Que me susurra en medio del silencio: “Sigue… no estás sola.”
Esa mano… es la mano de Dios.
La Biblia habla de una mujer que llevaba años sufriendo en su cuerpo. Había perdido mucho… fuerzas, recursos, esperanza. Pero dentro de ella aún quedaba fe. Y un día decidió acercarse a Jesús, aunque fuera con lo poco que le quedaba. Pensó: “Si tan solo toco su manto, seré sana.”
No necesitó fuerzas completas… solo fe suficiente para acercarse.
Y yo me veo en ella.
Porque vivir con una condición debilitante no solo transforma tu cuerpo… transforma tu manera de ver la vida, tu relación con el dolor, y muchas veces, tu forma de depender de Dios.
También recuerdo cuando el apóstol Pablo hablaba de su “aguijón en la carne”. Le pidió a Dios que se lo quitara… pero la respuesta no fue sanidad inmediata. Fue algo más profundo:
“Bástate mi gracia, porque mi poder se perfecciona en la debilidad.” (2 Corintios 12:9).

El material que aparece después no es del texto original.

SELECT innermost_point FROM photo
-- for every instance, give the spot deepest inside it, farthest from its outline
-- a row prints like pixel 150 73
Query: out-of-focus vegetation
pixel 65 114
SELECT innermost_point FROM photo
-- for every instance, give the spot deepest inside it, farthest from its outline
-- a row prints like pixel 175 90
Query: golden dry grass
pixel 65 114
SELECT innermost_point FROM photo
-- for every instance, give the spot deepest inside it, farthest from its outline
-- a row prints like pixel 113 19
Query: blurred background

Y entendí algo que cambió mi perspectiva:
Dios no siempre elimina el proceso… pero nunca deja de acompañarte en él.
Hoy, mi historia no es perfecta.
Mi cuerpo tiene límites.
Mis días no siempre son fáciles.
Pero mi fe… tiene un fundamento firme.
Porque aun cuando siento que no puedo sostenerme, hay una promesa que me abraza:
“No temas, porque yo estoy contigo… siempre te sustentaré con la diestra de mi justicia.” (Isaías 41:10)
Y esa es la verdad que me levanta cada día.

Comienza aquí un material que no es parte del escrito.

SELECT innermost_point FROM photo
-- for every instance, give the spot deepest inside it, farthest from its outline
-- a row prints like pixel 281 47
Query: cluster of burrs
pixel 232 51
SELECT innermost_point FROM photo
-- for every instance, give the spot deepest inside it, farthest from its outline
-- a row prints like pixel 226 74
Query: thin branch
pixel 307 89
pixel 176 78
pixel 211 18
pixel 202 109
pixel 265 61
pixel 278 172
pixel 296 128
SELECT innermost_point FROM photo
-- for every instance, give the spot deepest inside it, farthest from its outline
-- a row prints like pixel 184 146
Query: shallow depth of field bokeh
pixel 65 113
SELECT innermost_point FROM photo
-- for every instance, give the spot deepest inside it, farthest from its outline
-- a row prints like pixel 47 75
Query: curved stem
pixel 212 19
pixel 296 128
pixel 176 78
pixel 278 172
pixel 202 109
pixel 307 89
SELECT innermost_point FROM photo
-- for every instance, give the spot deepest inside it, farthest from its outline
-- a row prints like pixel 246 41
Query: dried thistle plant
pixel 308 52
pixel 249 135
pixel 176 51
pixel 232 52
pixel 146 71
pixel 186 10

Si estás atravesando un momento difícil, si tu cuerpo, tu mente o tu corazón están cansados… quiero decirte algo desde lo más profundo de mi experiencia:
Dios no te ha soltado.
Ni un solo día.
Ni en el dolor.
Ni en el silencio.
Y aunque no siempre entendamos el “por qué”… podemos descansar en el “con quién”.